Problem and background

The Cloud VPS service has gained increased usage and importance over the last couple of years. Final users/customers can use Cloud VPS directly or indirectly throught other services like Toolforge or PAWS, which are both currently built as a Cloud VPS projects. Services built on top of Cloud VPS share are constrained by its capacity and are affected by its availability and robustness, which is usually good, even though we don't offer warranties, SLAs or anything like that. As we keep building interesting services on top of Cloud VPS, the service keeps gaining even more importance. This service and his infrastructure becomes more important for the stability and robustess of the services we provide.

The Cloud VPS service is considered to be composed of some basic building blocks:

  • hypervisors (to run actual VM workloads)
  • network (by means of neutron and related networking configuration)
  • control (keystone, nova, glance, etc. Central components of the setup)
  • others (DNS services, horizon, etc)
  • storage (an open problem, both for VM instance disk storage and for project internal shared storage)

However, we have identified several flaws in the service that require both short term and long term actions if we want to provide a robust IaaS service which we can use to build even more services.

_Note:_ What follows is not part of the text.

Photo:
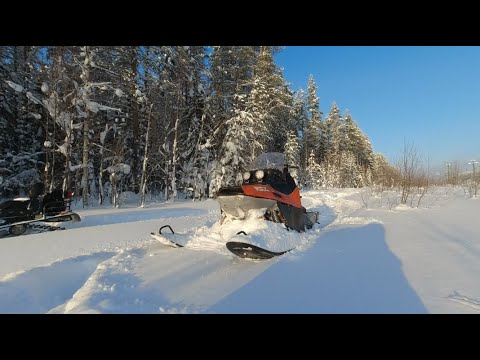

Some of the issues already identified are:

  • we don't have a well-defined long term planning and archicture for the service. If this exists, it isn't written anywhere. If is written somewhere, is not known enough by the engineers and the technical contributors related to Cloud VPS.
  • our development/stagging environment is limited, and therefore we don't usually give enough testing to components before implementing them in the production Cloud VPS service.
  • related to the above, we don't have an established and defined workflow that includes testing
  • we didn't analyzed our current setups for single point of failures. We know some of the because we are experienced, not because we tested and planned for them.

Proposed goal specification

Relation to anual planning

The proposed goal itself is framed in the Technology Program 1: Availability, performance, and maintenance, specifically Outcome 4:

Wikimedia Cloud Services users can leverage a reliable and public Infrastructure as a Service (IaaS) product ecosystem for VPS hosting. 

But could probably be related to others as well.

Specific tasks details

  • Do failover testing of components that are already in HA setups
  • Create concrete and specific documentation on how to handle failver situations
  • Define a desired long term Cloud VPS model, and the intermediate steps to get to it.